Thinking about costuming for dance, especially flamenco, isn’t so easy! There are as many thoughts and feelings about costumes as there are patterns of materials and fabrics out of which they are made!
The flamenco look was originally born of the traditional clothing of the gypsies. For women, the long brightly colored skirts with tiers and ruffles and scarves and shawls were “borrowed” when flamenco began being performed by professionals. It is said that the popular use of polka dots on fabric or “lunares” as they are called in Spanish, represented the “little moons” of glass that gypsies would sew onto their clothing to ward off the evil eye! The gypsies every day wear was all they needed to express themselves.
Flamenco, as it was danced fifty or more years ago, before the current emphasis on fast heelwork, focused on the arms, hands, torso and the “spirit” or “aire” of the upper body especially for women. Sleeves and fancy ruffles at the cuffs or shoulders were not just to cover the body but to highlight the movements that emanated from there. The materials used for costuming were much heavier than current materials as well. Dancers moved more slowly but did so in a very measured way. It may have been less spectacular than much of the dance we see performed today, but there was a certain drama that could be built to an intense yet calm finish. Footwork was minimal for early female dancers and if they did lift their skirt or dress hem, or wore the “bata de cola,” the long dress with a train, to show their feet, they did so subtly and with style. The dancer, who wore the bata, represented an artist who was committed to total artistic expression, using legs and hips to demonstrate the movement in rhythm, making the costume and the dancer appear as one. Dancing well with a bata de cola remains a challenge for most dancers but when it is done well, it is a sight to see!

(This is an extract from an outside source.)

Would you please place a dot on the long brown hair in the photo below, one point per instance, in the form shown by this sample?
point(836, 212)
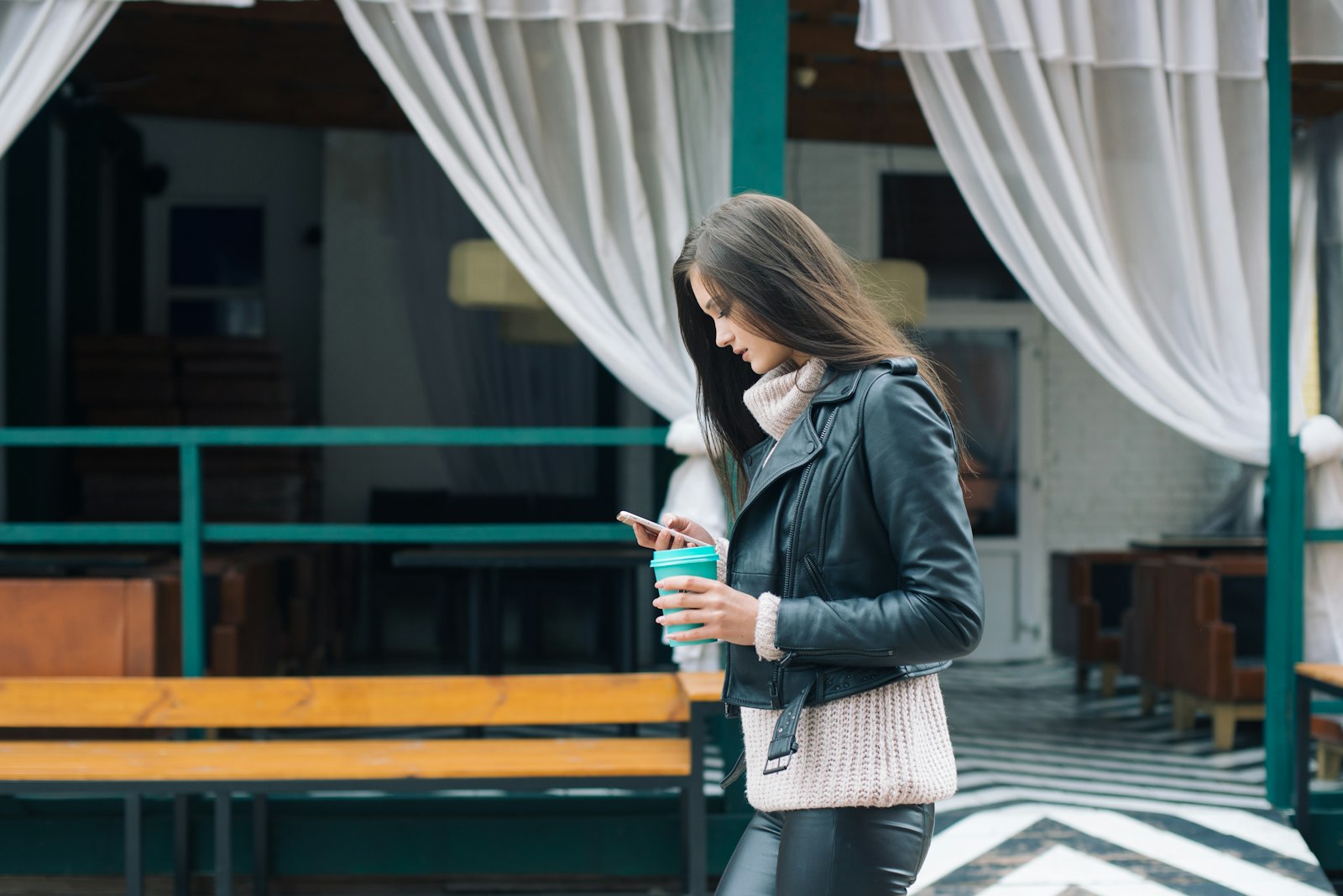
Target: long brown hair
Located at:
point(771, 266)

Men’s costuming has remained virtually unchanged over the years. There remains the basic look of trousers and shirt or shirt and vest. Early male flamenco dancers adopted the look of the bull fighter with spectacularly decorated jackets which were very ornate but may have detracted from the dance. They also were made of heavy velvets and brocades and could not possibly have felt cool and comfortable! The high waisted pant showed off a long, lean and elegant line. Current male dancers have certainly dressed down to more comfortable fabrics and fewer pieces because there is so much more athleticism in the dance and the focus is on what the dancer is doing and less on what they’re wearing.
As flamenco dance technique has evolved over the years, with faster and more rhythmically intricate footwork and women totally keeping pace with men regarding their own “chops,” costuming, although still attractive, now has to serve the dance in an economical way. With a dress made of light blends of fabric, rather than a bata, female dancers can make many turns and generally just move more quickly across the floor. There is still use of accessories such as shawls, which may be worn as part of the costume, but are more often used as part of the choreography and usually wind up being used briefly then put to the side.
For most dancers, it is a matter of personal style but all costumes for flamenco work to represent the total body in movement, to be a companion in the dancer’s expression, not just a beautiful body cover. Flamenco costuming is very sensual with a mystery to the lines that are created and ever changing by virtue of how the fabric clings and then moves on, again and again.